Patlamanın ardından 10’larca kişi soruşturmaya tabi tutuldu, ardından 20’ye yakın kişi gözaltına alındı. Bu kişiler arasında mevcut ve bir önceki Gümrük İdaresi Başkanları ve Beyrut limanının yöneticisi de bulunuyor. Sorgulananlar arasında iki eski bakan da bulunuyor. Güvenlik kurumlarının başkanlarına yönelik soruşturmalar da açılmaya başlandı. Lübnan’ın Mevcut Devlet Güvenlik Başkanı Tümgeneral Tony Saliba’ya soruşturma açıldığı bildirildi. Kurumda yer alan diğer generaller hakkında da inceleme başlatılması bekleniyor.

Yaşamını yitirenlerin sayısının 200’ü aştığı ifade edilirken, aralarında yabancı uyruklu işçilerin ve tır şoförlerinin bulunduğu onlarca işçinin halen kayıp.

Limandaki patlama sonucunda 6 binden fazla insan yaralanırken, kentteki binaların yarısında hasar oluştuğu tespit edildi.

 

 

 

 

 

Lübnan’ın görünmeyen göçmen ölüleri

 

Lübnan’daki patlamada hayatını kaybedenlerin sayısı resmi açıklamaya göre 171’e ulaştı. Hayatını kaybedenlerin 40’ı göçmen işçilerdi. 60 kişininse hâlâ kayıp olduğu ifade ediliyor. Liman bölgesinde en ağır koşullarda çalışan göçmen işçiler pek anılmıyor. Oysa ölü sayısındaki göçmen işçilerin oranı durumun farkını gösteriyor. Patlama anından itibaren tüm burjuva medyada patlamanın eski başbakanlardan Saad Hariri‘nin evine yakın gerçekleştiği ve Hariri‘nin etkilenmemesi işlenirken göçmen işçilerden söz edilmedi.

Yok sayılan göçmen işçilerin bir kısmı Filistinli bir kısmı Suriyelidir. Emperyalizmin ve siyonizmin katliamlarından kaçıp hayatta kalmaya çalışan bu göçmen işçiler, diğer ülkelerde olduğu gibi Lübnan‘da da en ağır işlerde, en zor şartlarda çalışmaya mahkum ediliyor. Beyrut limanı ise çalışma koşullarının ağır olduğu yerlerin başında geliyor.

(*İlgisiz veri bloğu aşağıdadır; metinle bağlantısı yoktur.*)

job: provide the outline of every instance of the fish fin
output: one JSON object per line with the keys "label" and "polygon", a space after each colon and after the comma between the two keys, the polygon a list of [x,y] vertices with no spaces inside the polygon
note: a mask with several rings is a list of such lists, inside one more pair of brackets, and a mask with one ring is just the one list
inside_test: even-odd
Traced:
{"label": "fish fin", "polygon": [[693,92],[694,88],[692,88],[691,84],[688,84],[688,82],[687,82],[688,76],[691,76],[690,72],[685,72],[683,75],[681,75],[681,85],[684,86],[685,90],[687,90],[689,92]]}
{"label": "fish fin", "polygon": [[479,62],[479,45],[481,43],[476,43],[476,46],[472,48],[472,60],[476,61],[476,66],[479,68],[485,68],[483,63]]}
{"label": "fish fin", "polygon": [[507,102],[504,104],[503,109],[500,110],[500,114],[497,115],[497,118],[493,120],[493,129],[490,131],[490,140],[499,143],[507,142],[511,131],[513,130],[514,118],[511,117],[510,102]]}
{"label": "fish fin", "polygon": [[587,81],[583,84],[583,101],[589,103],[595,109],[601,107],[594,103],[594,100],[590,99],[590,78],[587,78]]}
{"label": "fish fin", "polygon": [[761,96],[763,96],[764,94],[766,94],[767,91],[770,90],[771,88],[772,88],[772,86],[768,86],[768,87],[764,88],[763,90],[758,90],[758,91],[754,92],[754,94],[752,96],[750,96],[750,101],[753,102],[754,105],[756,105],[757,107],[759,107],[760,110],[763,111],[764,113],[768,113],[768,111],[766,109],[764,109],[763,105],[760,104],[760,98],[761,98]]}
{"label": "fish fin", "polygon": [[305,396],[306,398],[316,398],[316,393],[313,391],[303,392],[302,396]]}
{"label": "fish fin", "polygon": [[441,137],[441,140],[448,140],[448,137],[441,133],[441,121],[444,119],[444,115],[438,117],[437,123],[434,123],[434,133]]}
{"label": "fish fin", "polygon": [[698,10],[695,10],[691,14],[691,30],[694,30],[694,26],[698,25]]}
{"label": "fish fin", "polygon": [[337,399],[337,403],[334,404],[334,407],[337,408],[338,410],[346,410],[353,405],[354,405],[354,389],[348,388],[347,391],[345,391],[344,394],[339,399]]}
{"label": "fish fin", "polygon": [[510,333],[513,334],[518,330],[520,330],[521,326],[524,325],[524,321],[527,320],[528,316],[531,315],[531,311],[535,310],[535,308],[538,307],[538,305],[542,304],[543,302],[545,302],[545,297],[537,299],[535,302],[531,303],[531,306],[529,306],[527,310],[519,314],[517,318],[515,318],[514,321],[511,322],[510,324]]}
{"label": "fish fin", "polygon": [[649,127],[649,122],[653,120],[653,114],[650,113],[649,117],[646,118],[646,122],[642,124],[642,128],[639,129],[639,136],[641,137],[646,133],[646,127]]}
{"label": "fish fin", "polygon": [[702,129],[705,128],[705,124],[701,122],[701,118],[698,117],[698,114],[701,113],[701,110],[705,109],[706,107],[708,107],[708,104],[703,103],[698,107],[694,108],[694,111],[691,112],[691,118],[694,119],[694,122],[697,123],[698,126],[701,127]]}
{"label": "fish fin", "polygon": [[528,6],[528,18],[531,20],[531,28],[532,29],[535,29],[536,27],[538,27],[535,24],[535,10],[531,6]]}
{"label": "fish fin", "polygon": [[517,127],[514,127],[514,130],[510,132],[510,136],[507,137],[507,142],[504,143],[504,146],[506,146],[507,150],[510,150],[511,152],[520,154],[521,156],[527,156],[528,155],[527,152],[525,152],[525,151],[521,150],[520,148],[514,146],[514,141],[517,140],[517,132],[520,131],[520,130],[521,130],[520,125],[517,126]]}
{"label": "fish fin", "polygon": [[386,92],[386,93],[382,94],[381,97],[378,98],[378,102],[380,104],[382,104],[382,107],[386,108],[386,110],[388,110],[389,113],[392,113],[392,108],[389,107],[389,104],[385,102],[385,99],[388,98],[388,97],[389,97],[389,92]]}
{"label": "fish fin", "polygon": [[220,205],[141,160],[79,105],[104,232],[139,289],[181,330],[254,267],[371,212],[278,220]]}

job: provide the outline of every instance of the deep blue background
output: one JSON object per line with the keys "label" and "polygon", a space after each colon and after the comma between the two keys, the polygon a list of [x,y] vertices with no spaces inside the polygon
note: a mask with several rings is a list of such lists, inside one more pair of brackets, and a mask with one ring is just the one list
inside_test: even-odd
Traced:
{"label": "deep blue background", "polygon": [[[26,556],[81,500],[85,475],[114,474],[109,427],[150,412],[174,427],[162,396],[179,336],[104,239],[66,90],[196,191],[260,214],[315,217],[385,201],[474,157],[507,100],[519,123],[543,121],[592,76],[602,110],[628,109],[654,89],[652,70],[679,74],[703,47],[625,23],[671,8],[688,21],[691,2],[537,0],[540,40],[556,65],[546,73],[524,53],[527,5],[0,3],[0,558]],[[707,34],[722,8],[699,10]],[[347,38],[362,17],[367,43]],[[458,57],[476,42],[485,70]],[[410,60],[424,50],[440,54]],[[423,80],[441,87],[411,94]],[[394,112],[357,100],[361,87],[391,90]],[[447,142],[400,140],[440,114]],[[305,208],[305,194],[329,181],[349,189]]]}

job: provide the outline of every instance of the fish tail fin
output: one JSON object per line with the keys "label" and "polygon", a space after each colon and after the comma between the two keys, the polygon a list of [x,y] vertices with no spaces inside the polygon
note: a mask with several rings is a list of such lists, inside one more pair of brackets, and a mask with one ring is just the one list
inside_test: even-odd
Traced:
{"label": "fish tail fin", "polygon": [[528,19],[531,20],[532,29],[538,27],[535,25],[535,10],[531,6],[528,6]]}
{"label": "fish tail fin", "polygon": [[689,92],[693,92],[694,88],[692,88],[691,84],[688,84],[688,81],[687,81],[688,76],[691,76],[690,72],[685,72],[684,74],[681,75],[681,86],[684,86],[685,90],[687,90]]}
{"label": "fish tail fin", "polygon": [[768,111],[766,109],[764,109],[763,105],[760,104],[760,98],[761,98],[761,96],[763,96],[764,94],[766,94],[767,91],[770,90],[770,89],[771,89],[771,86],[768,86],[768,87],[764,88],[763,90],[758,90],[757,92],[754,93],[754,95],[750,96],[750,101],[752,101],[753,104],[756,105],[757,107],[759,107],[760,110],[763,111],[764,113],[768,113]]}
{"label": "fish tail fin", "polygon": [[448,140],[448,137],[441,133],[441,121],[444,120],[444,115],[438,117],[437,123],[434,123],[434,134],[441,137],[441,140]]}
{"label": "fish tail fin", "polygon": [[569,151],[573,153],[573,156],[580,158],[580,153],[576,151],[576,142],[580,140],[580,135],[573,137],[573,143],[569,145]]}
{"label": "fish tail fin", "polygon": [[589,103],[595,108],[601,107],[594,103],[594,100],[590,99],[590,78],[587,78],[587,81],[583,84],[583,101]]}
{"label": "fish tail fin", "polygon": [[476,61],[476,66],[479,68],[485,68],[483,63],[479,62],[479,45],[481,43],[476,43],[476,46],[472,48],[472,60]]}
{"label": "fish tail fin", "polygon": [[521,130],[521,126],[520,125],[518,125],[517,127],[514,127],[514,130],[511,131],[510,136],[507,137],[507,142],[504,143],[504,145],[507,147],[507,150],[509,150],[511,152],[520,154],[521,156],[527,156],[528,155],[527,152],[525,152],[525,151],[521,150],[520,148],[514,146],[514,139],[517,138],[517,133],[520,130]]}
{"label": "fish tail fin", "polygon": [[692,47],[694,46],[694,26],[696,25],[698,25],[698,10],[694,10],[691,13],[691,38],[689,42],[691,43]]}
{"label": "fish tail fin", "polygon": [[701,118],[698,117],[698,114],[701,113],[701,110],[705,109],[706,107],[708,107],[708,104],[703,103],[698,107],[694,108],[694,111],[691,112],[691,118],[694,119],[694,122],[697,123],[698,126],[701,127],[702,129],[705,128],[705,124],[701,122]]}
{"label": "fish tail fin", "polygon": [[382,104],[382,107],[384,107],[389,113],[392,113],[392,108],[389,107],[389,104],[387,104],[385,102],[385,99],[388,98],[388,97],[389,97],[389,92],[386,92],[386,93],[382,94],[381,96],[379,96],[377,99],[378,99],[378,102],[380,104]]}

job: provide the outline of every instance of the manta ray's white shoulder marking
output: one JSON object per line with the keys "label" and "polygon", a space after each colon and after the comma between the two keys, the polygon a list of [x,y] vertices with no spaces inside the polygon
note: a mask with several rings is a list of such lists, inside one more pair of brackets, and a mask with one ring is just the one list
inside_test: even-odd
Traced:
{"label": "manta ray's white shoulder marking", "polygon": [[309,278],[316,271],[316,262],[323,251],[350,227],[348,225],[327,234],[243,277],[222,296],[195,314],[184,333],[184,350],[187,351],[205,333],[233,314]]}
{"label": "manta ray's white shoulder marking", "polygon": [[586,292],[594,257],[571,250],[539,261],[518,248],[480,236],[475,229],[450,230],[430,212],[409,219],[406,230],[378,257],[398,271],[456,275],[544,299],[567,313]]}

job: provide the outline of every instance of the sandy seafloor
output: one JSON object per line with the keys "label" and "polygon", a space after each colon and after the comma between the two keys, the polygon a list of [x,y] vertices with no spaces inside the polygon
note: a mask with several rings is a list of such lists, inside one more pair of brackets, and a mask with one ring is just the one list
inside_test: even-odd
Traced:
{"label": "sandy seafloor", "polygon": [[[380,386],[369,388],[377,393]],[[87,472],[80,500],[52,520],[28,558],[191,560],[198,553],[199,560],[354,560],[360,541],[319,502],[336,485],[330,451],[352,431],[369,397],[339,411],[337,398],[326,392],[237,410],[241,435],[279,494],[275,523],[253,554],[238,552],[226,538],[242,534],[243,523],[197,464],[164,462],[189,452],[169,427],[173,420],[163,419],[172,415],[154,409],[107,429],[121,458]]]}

Ölen işçilerden biri de Abdel Moyn isimli bir Suriyeli göçmen işçiydi. Çalıştığı fabrikanın zemininde büyük bir pencere ve patlamanın etkisiyle yıkılan bir duvar parçasının altında kalarak hayatını kaybetti. Suriye‘deki Deyr el-Zor‘dan gerici çetelerin katliamlarından kaçıp gelen bu genç ölümle burada karşılaştı. Birlikte göç ettiği 17 yaşındaki Latif, genç adamın vücudunun fotoğraflarını göstererek “Muhtemelen başına gelenleri hissetmedi” diyerek kendini avutuyor.

Lübnanlı yetkililer Salı günü ölenlerin kimliklerini tek tek açıkladığında hayatını kaybeden 143 kişi arasında Suriyeli işçinin adı geçmedi. Şu ana kadar tespit edilen ölülerin 4’te biri göçmen işçiler olmasına karşın onların varlığı da ölümleri de yok sayılıyor. Göçmen işçiler her olayda olduğu gibi, Beyrut’taki patlamanın da en mağdurları arasında yer aldı.